Question

How do you find the derivative of \[{{x}^{2}}\sin x\]?

Answer 1

Hint: This problem is based on the topic of derivation. The formulas we are going to use here are: \[\dfrac{d}{dx}\left( {{x}^{n}} \right)=n\times {{x}^{n-1}}\]
\[\dfrac{d}{dx}\left( \sin x \right)=\cos x\]
Also, the product rule of differentiation is going to be used in solving this question. The product says that: if there are two functions such as u(x) and v(x).
Then, the derivation of u(x)v(x) is:
\[\dfrac{d}{dx}\left( u(x)\times v(x) \right)=v(x)\dfrac{d\left( u(x) \right)}{dx}+u(x)\dfrac{d\left( v(x) \right)}{dx}\]

Complete answer:
Let us solve this question.
It is given in the question that we have to find the derivation of \[{{x}^{2}}\sin x\].
As we can see that we have to differentiate the multiplication of two different functions.
So, for that, we will use the product rule here.
The product rule says that if there are two functions such as u(x) and v(x).
Then, the differentiation of multiplication of both the functions will be
\[\dfrac{d}{dx}\left( u(x)\times v(x) \right)=v(x)\dfrac{d\left( u(x) \right)}{dx}+u(x)\dfrac{d\left( v(x) \right)}{dx}\]
Using the product rule, we can write
\[\dfrac{d}{dx}\left( {{x}^{2}}\times \sin x \right)=\sin x\dfrac{d\left( {{x}^{2}} \right)}{dx}+{{x}^{2}}\dfrac{d\left( \sin x \right)}{dx}\]
Now, using the formulas of differentiation {such as \[\dfrac{d}{dx}\left( {{x}^{n}} \right)=n\times {{x}^{n-1}}\] and \[\dfrac{d}{dx}\left( \sin x \right)=\cos x\]} , we can say that \[\dfrac{d\left( {{x}^{2}} \right)}{dx}\] will be equal to 2x and \[\dfrac{d\left( \sin x \right)}{dx}\] will be cosx.
So, we can write the above differentiation as
\[\dfrac{d}{dx}\left( {{x}^{2}}\times \sin x \right)=(\sin x)(2x)+{{x}^{2}}\cos x\]
\[\Rightarrow \dfrac{d}{dx}\left( {{x}^{2}}\times \sin x \right)=2x\sin x+{{x}^{2}}\cos x\]
Hence, the derivative of \[{{x}^{2}}\sin x\] will be \[2x\sin x+{{x}^{2}}\cos x\].
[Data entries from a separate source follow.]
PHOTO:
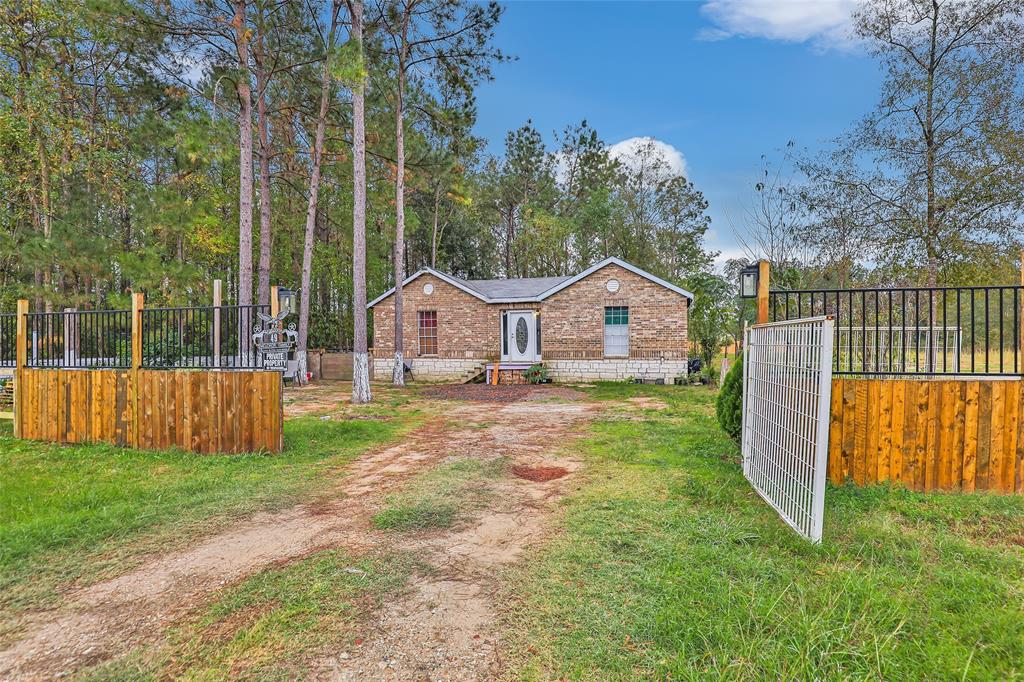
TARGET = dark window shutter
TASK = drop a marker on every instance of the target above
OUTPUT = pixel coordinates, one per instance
(539, 334)
(505, 336)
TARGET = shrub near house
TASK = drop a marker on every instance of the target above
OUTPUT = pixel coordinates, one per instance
(610, 322)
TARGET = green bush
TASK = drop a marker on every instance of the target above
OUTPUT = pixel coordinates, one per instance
(729, 406)
(537, 374)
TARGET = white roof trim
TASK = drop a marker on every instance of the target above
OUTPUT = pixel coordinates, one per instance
(543, 295)
(440, 275)
(622, 263)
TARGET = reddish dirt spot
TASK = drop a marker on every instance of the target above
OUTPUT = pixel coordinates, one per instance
(500, 393)
(539, 474)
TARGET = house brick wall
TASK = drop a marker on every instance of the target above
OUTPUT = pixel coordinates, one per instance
(572, 329)
(467, 328)
(572, 320)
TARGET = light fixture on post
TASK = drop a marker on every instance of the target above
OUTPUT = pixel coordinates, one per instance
(286, 300)
(749, 282)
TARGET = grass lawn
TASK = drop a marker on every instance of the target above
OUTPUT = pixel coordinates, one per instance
(670, 566)
(80, 513)
(266, 627)
(442, 497)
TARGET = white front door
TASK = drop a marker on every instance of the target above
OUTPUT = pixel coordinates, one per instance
(521, 341)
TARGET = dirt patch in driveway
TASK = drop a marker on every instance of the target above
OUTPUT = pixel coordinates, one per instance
(444, 628)
(539, 474)
(502, 393)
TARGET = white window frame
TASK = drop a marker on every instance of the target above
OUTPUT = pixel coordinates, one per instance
(625, 331)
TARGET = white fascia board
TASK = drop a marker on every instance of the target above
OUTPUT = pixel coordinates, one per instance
(440, 275)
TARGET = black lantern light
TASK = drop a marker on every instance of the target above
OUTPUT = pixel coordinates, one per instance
(286, 300)
(749, 282)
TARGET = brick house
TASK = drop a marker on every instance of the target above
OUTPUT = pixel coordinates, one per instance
(610, 322)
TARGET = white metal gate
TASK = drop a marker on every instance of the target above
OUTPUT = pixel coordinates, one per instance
(786, 397)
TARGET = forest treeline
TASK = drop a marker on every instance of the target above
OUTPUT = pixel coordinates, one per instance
(120, 135)
(160, 145)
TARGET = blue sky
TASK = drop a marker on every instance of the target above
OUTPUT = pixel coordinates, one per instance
(722, 81)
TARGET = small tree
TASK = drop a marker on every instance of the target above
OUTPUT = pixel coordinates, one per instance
(729, 407)
(713, 313)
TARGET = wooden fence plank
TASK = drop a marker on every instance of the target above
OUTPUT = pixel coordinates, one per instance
(984, 436)
(871, 444)
(885, 430)
(958, 444)
(1019, 455)
(899, 422)
(972, 435)
(1009, 456)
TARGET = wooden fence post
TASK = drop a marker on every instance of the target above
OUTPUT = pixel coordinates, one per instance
(137, 303)
(764, 276)
(217, 302)
(20, 353)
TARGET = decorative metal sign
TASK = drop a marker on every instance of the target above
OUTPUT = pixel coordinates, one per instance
(272, 341)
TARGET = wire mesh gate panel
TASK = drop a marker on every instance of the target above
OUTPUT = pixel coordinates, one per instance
(786, 397)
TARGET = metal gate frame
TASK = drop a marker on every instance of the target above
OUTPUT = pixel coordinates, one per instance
(786, 401)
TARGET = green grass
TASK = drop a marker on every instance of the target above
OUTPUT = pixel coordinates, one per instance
(440, 498)
(670, 566)
(270, 625)
(79, 513)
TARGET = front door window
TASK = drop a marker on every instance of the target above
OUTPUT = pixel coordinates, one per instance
(521, 339)
(521, 336)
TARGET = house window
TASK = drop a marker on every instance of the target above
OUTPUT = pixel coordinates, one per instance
(428, 332)
(616, 331)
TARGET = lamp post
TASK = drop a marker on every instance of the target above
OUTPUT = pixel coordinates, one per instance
(286, 300)
(749, 282)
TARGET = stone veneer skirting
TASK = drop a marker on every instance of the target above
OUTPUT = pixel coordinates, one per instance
(614, 370)
(440, 369)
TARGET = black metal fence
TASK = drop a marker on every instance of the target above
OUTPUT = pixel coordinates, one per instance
(208, 337)
(8, 339)
(915, 331)
(201, 337)
(86, 339)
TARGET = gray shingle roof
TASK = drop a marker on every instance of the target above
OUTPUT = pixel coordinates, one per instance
(518, 288)
(529, 289)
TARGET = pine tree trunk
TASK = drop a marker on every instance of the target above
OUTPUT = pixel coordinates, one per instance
(930, 151)
(246, 158)
(44, 190)
(314, 179)
(360, 359)
(263, 268)
(398, 371)
(434, 237)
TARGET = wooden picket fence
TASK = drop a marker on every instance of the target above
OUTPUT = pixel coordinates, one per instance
(928, 434)
(201, 412)
(197, 410)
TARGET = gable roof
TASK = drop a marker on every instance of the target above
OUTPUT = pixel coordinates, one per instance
(527, 290)
(518, 288)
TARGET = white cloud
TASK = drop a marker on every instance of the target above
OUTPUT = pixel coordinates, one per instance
(825, 24)
(626, 152)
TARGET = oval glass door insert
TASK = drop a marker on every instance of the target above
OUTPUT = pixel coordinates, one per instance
(521, 335)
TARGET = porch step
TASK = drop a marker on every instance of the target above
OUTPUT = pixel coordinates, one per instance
(507, 367)
(469, 375)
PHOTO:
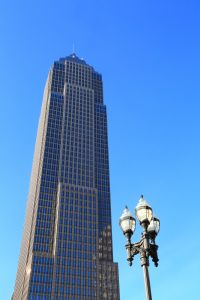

Note: For solving this type of question, we should have proper knowledge in finding the derivative of any function. And we should remember the formulas like
\[\dfrac{d}{dx}\left( {{x}^{n}} \right)=n\times {{x}^{n-1}}\],
\[\dfrac{d}{dx}\left( \sin x \right)=\cos x\]
And also we should know the additive rule, subtractive rule, multiplicative rule and quotient rule of differentiation. The formulas of these rules are:
Additive rule is : \[\dfrac{d}{dx}\left( u(x)+v(x) \right)=\dfrac{d\left( u(x) \right)}{dx}+\dfrac{d\left( v(x) \right)}{dx}\]
Subtractive rule is : \[\dfrac{d}{dx}\left( u(x)-v(x) \right)=\dfrac{d\left( u(x) \right)}{dx}-\dfrac{d\left( v(x) \right)}{dx}\]
Product rule is : \[\dfrac{d}{dx}\left( u(x)\times v(x) \right)=v(x)\dfrac{d\left( u(x) \right)}{dx}+u(x)\dfrac{d\left( v(x) \right)}{dx}\]
Quotient rule is : \[\dfrac{d}{dx}\left( \dfrac{u(x)}{v(x)} \right)=\dfrac{v(x)\dfrac{d\left( u(x) \right)}{dx}-u(x)\dfrac{d\left( v(x) \right)}{dx}}{{{\left( v(x) \right)}^{2}}}\]
In this question, we have used the product rule to solve.